[ARGUS] ra stops unexpectedly

Thu Sep 30 14:25:21 EDT 2004

Hey Eric,
Many commercial packages have overseer style processes/threads
that periodically check to see if a process has exited and does
the right thing to either restart or generate a message.  We can
do this, but, one of the features you mention is to restart if
a process is overloaded.  That is a hard one to detect from the
position of an overseer.  Better for the client to detect this
and adjust or exit, so the overseer doesn't get tooooo complicated.

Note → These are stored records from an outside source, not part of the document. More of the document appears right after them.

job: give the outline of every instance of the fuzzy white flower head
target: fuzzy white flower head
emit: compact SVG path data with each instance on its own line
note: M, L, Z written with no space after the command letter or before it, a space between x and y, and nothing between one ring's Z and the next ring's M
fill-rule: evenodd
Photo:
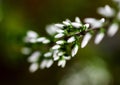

In order to know if a process is in a loop, we could have it
periodically touch its PID file, and the overseer can check to
see if it has touched its file in the last whatever time period.
If not kill it and restart.

So, the server does report its status and how many records its
generated in the MAR records (since the R is record, maybe 'records'
is a bit redundant ;) so we should be doing what you suggested.

Carter 

> From: eric <eric-list-argus at catastrophe.net>
> Organization: Catastrophe.Net <http://www.catastrophe.net/>
> Date: Thu, 30 Sep 2004 13:07:44 -0500
> To: Carter Bullard <carter at qosient.com>
> Cc: <slif at bellsouth.net>, Peter Van Epp <vanepp at sfu.ca>, Argus
> <argus-info at lists.andrew.cmu.edu>
> Subject: Re: [ARGUS] ra stops unexpectedly
> 
> On Thu, 2004-09-30 at 13:56:22 -0400, Carter Bullard proclaimed...
> 
>> None of this means we can't provide a "reconnect on failure"
>> feature, but what are we going to specify when you're connected
>> to 3 remote data sources?  How do we notify the specific client
>> that a source has been lost, or has not ever been connected?
> 
> Hey Carter et al,
> 
> So, let's see. What about tracking each client from a parent,
> master, process? I know this would be a real pain, and may lead to
> some race conditions if you're not careful, but it might solve the
> purpose. So let's say PID 4550 establishes connections to three
> servers for PID's 4551,4552,4553. Essentially you can drop the child
> processes into a privilege seperated jail (adding more security
> too!) and only let them communicate back to the parent through very
> specific calls. The children should be given all rights to write to
> disk, etc., then drop privileges. If the parent notices one dies off
> or becomes overloaded for X amount of time, send a SIGHUP or kill it
> and restart it. Perhaps you can just look for bind problems to the
> server?
> 
> What I've found is that it's more of a pain to actually find out
> when we're losing data if we're still connected. So, that said....
> 
> ...wouldn't it be great if the server summarized how many flow
> records it's gather and reported that as a status (stop me if we're
> already doing this) in the form of a sequence number?
> 
> So, "Hey collector A, it's sensor B, I've seen 54141 flows, I'll see
> you again in 30 seconds!"
> 
> Then add that same functionality into the ra() tools and report
> errors and oddities.
> 
> This would help scripting restarts of the clients, etc.
> 
> 
> 
>